Me llamó esa noche… y fue. La multitud agolpada en las
estrechas callejas de la vetusta ciudad. La emoción contenida de innúmeras
almas que se hermanan en un solo sentimiento. La devoción que abriga como un
manto de lana en una fría noche a la intemperie. Nunca había sentido el fervor
de la masa, la conmoción de fundirse en uno con todo un pueblo. Noté una herida
luminosa en lo más profundo, una saeta de cera fundida atravesándome el pecho,
un dolor dulce lamiéndome las entrañas. Noté el fuego de sus mejillas
sonrosadas al verlo aparecer por encima de las cabezas de la multitud, flotando
sobre los hombros de los costaleros. Lo vi, me miró… y fue. Iluminó mi noche
oscura del alma con llama de amor viva y coreamos al unísono el cántico
espiritual como si las gargantas se hubieran fundido en una sola voz: “¡Genaro,
Genaro, Genaro es cojonudo...” La Moncha había avisado con una teta fuera,
avivada la imagen por el vaivén de los penitentes. Pero no esperaba la
conmoción de su mirada; una mano alzando la botella de orujo al cielo, la otra
asida a la farola que sirve de báculo al señalado con el poder del licor
ardiente.
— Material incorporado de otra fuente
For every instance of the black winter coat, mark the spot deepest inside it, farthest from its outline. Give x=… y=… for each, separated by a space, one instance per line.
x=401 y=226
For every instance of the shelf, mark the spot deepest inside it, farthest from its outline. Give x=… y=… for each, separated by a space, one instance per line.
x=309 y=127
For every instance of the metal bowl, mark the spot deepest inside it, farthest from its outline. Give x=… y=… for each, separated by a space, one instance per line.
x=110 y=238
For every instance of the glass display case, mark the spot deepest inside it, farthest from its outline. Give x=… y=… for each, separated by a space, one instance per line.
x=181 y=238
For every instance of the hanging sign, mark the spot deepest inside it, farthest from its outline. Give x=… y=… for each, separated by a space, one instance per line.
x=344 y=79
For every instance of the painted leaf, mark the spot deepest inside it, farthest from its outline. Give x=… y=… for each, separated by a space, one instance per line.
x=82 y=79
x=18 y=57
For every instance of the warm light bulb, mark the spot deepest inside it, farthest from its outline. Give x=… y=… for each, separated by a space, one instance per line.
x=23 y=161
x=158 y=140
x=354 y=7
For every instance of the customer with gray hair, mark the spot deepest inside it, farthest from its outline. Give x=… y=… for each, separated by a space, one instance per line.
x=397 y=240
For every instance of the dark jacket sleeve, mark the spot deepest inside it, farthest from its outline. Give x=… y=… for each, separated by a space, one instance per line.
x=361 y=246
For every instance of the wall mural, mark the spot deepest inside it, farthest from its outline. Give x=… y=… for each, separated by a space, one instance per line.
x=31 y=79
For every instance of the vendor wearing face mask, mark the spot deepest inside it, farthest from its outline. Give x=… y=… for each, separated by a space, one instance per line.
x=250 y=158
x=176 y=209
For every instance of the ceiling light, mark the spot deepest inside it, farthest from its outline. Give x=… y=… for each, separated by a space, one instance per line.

Su nariz esculpida con mano diestra para señalar el fuego de la
ebriedad, Pasó bajo mi consternación y llegaron como un fogonazo los tres
misterios que iluminan la vida de un redimido:
1. 1. El bofetón de tu padre al llegar a casa por
primera vez con la mirada turbia,
2. 2. La primera mañana que preguntas por lo que hiciste
la noche anterior.
3. 3. La noche que recibes la iluminación de Genarín por transustanciación del orujo en fe.